Now that we know what the search will look like, we can build the GREL expression
'http://www.omdbapi.com/?t=' + escape(value, 'url') + '&y=&plot=full&r=json'
The first and last part of the GREL expression are defined with single quotes, telling Refine that those won't change from search to search. Only the data in our column will change, represented by value.
But because the title is being sent out as a URL, our title data needs to be encoded so the API can understand it -- this is what escape is doing. When our data is encoded for URL, instead of:
Peyote to LSD: A Psychedelic Odyssey
...Refine will actually be sending out this encoded version:
Peyote+to+LSD%3A+A+Psychedelic+Odyssey
Once you have the GREL expression entered, you should see a preview of what Refine will send out:
If your window looks like this, click OK. Refine will send out to the API and retrieve the data. (This could take a while.) You should see a progress bar as it works:
When Refine is finished, your project should look like this:
This may look like a jumbled mess, but it isn't. This is the data returned as JSON. JSON stands for Javascript Object Notation, and is a data-interchange format that is easy for humans to read and easy for machines to parse. Most (if not all) APIs should be able to return queries in JSON format.

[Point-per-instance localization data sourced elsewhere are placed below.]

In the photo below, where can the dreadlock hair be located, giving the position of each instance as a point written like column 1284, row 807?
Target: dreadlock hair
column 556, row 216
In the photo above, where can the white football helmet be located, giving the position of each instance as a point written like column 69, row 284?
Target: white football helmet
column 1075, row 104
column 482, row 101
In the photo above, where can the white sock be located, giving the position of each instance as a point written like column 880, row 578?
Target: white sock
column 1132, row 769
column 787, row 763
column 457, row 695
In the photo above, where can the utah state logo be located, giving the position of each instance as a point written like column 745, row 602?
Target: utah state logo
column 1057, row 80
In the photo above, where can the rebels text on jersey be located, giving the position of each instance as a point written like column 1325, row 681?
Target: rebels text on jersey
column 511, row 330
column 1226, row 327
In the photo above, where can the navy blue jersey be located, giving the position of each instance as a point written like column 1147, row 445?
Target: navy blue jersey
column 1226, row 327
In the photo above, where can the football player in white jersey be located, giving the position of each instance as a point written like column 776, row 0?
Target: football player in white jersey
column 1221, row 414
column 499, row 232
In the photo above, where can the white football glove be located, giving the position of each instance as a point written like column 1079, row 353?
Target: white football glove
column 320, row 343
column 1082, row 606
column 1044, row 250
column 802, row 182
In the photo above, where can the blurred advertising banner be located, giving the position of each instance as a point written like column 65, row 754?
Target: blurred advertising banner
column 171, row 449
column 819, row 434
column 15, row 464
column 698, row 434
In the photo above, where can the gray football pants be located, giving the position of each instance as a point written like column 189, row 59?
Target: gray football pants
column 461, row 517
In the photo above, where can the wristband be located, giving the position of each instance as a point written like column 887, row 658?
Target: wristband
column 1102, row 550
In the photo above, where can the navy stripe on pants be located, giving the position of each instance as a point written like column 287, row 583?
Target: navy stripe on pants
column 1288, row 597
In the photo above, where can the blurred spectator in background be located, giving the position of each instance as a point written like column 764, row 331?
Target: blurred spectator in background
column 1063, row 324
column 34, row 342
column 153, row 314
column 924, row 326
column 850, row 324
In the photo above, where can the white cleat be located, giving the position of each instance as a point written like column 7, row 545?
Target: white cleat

Take a look at your data. You'll notice that some searches died:
{"Response":"False","Error":"Movie not found!"}
Such is life when using the OMDB -- the data is good, but since it is scraped from IMDB, it isn't necessarily perfect. Let's remove the failed searches We'll star them as we did in the last module, and then in the All column, we'll select Facet > Facet By Star. For all of the data that is TRUE for being starred, we'll return to the ALL column dropdown and select Edit Rows > Remove All Matching Rows.
You should now be left with 24 rows to work with.